Trump says India will buy oil from Venezuela, not Iran

Published February 1, 2026
US President Donald Trump speaks with members of the media on board Air Force One en route to Palm Beach, Florida, US on Jan 31. — Reuters
US President Donald Trump speaks with members of the media on board Air Force One en route to Palm Beach, Florida, US on Jan 31. — Reuters

United States President Donald Trump on Saturday said India will buy Venezuelan oil, as opposed to purchasing oil from Iran.

“We’ve already made that deal, the concept of the deal,” Trump told reporters while on Air Force One, en route to Florida from Washington, DC.

Trump also said on Saturday that China was also welcome to make a deal with the US to buy Venezuelan oil.

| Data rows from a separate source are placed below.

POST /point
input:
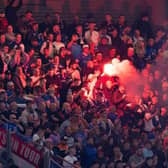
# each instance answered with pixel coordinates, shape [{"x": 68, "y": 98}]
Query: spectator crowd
[{"x": 54, "y": 96}]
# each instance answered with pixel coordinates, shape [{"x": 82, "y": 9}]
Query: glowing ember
[{"x": 110, "y": 70}]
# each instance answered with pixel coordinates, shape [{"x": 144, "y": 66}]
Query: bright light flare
[{"x": 110, "y": 70}]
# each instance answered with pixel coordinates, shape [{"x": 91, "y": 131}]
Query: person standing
[{"x": 11, "y": 11}]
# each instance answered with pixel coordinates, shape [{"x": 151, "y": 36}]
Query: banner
[
  {"x": 54, "y": 164},
  {"x": 21, "y": 149}
]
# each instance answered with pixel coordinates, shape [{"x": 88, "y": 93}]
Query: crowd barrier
[{"x": 23, "y": 153}]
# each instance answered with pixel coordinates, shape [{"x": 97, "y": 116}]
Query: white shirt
[
  {"x": 70, "y": 160},
  {"x": 51, "y": 48}
]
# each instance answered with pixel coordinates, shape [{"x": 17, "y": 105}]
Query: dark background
[{"x": 158, "y": 9}]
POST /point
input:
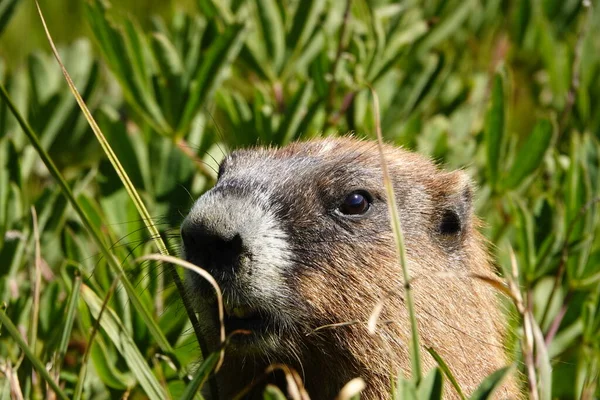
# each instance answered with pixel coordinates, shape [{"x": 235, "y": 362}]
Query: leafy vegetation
[{"x": 504, "y": 89}]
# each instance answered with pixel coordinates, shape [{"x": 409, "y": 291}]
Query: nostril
[{"x": 210, "y": 249}]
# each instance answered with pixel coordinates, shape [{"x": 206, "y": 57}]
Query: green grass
[{"x": 506, "y": 90}]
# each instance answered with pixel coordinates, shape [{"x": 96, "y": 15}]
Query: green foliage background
[{"x": 507, "y": 90}]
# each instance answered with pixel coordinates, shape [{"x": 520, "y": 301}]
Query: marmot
[{"x": 299, "y": 237}]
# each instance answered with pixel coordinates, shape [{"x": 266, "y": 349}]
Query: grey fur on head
[{"x": 299, "y": 238}]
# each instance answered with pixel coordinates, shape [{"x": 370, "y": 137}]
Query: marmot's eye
[{"x": 354, "y": 204}]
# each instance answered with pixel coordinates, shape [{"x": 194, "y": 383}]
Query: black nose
[{"x": 212, "y": 250}]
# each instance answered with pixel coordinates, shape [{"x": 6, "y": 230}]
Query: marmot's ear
[{"x": 454, "y": 205}]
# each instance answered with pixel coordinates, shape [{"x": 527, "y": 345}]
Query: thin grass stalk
[
  {"x": 95, "y": 236},
  {"x": 69, "y": 319},
  {"x": 37, "y": 282},
  {"x": 35, "y": 362},
  {"x": 209, "y": 278},
  {"x": 78, "y": 392},
  {"x": 139, "y": 204},
  {"x": 399, "y": 239}
]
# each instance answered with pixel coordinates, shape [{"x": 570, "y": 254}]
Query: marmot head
[{"x": 300, "y": 237}]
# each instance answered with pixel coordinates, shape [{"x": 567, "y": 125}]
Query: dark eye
[{"x": 355, "y": 204}]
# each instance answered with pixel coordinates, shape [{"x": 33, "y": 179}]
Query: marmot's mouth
[{"x": 244, "y": 318}]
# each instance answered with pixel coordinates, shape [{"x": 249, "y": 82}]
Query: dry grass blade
[
  {"x": 154, "y": 234},
  {"x": 203, "y": 273},
  {"x": 352, "y": 389},
  {"x": 397, "y": 231},
  {"x": 37, "y": 281}
]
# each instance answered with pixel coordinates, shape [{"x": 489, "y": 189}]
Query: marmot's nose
[{"x": 211, "y": 249}]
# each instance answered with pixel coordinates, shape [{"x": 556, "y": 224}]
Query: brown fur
[{"x": 348, "y": 272}]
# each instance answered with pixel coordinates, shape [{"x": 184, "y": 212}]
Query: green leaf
[
  {"x": 201, "y": 375},
  {"x": 305, "y": 21},
  {"x": 490, "y": 384},
  {"x": 531, "y": 154},
  {"x": 431, "y": 387},
  {"x": 167, "y": 55},
  {"x": 106, "y": 370},
  {"x": 6, "y": 324},
  {"x": 7, "y": 7},
  {"x": 273, "y": 32},
  {"x": 448, "y": 26},
  {"x": 125, "y": 344},
  {"x": 216, "y": 60},
  {"x": 288, "y": 129},
  {"x": 494, "y": 131},
  {"x": 447, "y": 372}
]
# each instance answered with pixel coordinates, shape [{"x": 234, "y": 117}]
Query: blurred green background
[{"x": 507, "y": 90}]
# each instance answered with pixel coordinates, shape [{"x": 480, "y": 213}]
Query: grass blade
[
  {"x": 447, "y": 372},
  {"x": 415, "y": 355},
  {"x": 154, "y": 234},
  {"x": 215, "y": 61},
  {"x": 273, "y": 32},
  {"x": 531, "y": 154},
  {"x": 117, "y": 332},
  {"x": 200, "y": 377},
  {"x": 305, "y": 22},
  {"x": 7, "y": 8},
  {"x": 431, "y": 387},
  {"x": 494, "y": 131},
  {"x": 68, "y": 324},
  {"x": 294, "y": 114},
  {"x": 109, "y": 256},
  {"x": 12, "y": 330},
  {"x": 490, "y": 384}
]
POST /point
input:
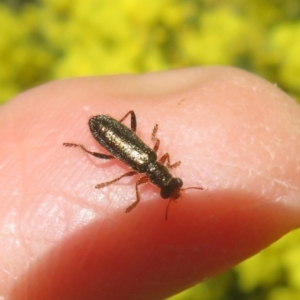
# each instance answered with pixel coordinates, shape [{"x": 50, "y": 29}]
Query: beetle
[{"x": 123, "y": 144}]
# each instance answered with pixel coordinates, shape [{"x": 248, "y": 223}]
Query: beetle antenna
[{"x": 192, "y": 187}]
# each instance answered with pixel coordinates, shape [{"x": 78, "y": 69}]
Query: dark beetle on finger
[{"x": 123, "y": 144}]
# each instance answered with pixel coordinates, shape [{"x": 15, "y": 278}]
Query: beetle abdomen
[{"x": 121, "y": 142}]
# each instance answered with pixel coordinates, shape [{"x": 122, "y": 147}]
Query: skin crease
[{"x": 237, "y": 136}]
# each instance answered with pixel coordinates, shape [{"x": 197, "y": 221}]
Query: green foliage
[
  {"x": 44, "y": 40},
  {"x": 273, "y": 274}
]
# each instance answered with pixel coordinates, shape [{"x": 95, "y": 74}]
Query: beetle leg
[
  {"x": 96, "y": 154},
  {"x": 132, "y": 120},
  {"x": 134, "y": 204},
  {"x": 155, "y": 138},
  {"x": 103, "y": 184},
  {"x": 166, "y": 158}
]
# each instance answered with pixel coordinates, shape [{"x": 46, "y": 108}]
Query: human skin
[{"x": 236, "y": 135}]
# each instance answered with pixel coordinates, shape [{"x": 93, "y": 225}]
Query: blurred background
[{"x": 45, "y": 40}]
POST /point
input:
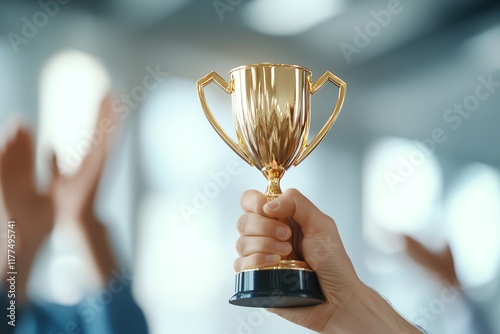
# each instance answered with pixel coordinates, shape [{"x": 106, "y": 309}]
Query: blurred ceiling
[{"x": 403, "y": 76}]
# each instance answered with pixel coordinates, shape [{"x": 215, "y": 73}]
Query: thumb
[
  {"x": 56, "y": 174},
  {"x": 293, "y": 204}
]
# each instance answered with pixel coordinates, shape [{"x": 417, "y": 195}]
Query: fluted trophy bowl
[{"x": 271, "y": 113}]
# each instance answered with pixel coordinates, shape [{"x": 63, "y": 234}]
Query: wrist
[{"x": 368, "y": 312}]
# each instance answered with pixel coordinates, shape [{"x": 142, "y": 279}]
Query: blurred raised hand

Trump’s comment came a day after the US told Delhi it could soon resume purchases of Venezuelan oil to help replace imports of Russian oil, three people familiar with the matter told Reuters.

India pledged to slash Russian crude oil purchases after Washington also hiked tariffs related to that activity, and India is on track to lower its Russian oil imports by several hundred thousand barrels per day in the coming months, according to the sources, who declined to be identified.

Trump imposed 25 per cent tariffs on countries buying Venezuelan oil, including India, in March 2025, and his administration ramped up a campaign against Venezuelan President Nicolas Maduro, whom US forces captured on January 3.

Since then, Washington has begun directing the Caracas government and plans to control Venezuela’s oil industry indefinitely.

The US effort to supply Venezuelan crude to India comes as Washington seeks to reduce the oil revenue that is funding Russia in its war in Ukraine.

Last week, Indian Oil Minister Hardeep Singh Puri said India is diversifying its crude sources as its Russian oil imports fall.

Two of the Reuters sources said India is preparing to cut Russian oil imports to below one million barrels per day soon.

In January, they were around 1.2 million bpd, and are projected to decline to about 1m bpd in February and 800,000 bpd in March, one of those two sources said.

The second of the two sources said those imports are expected eventually to decline to about 500,000-600,000 bpd, helping the nation clinch a trade deal with the US.

US tariffs on Indian goods reached 50pc in August as Washington added a further 25pc tariff on purchases of Russian oil.

Challenges posed by Western sanctions eventually prompted Indian refiners to increase imports from other sources.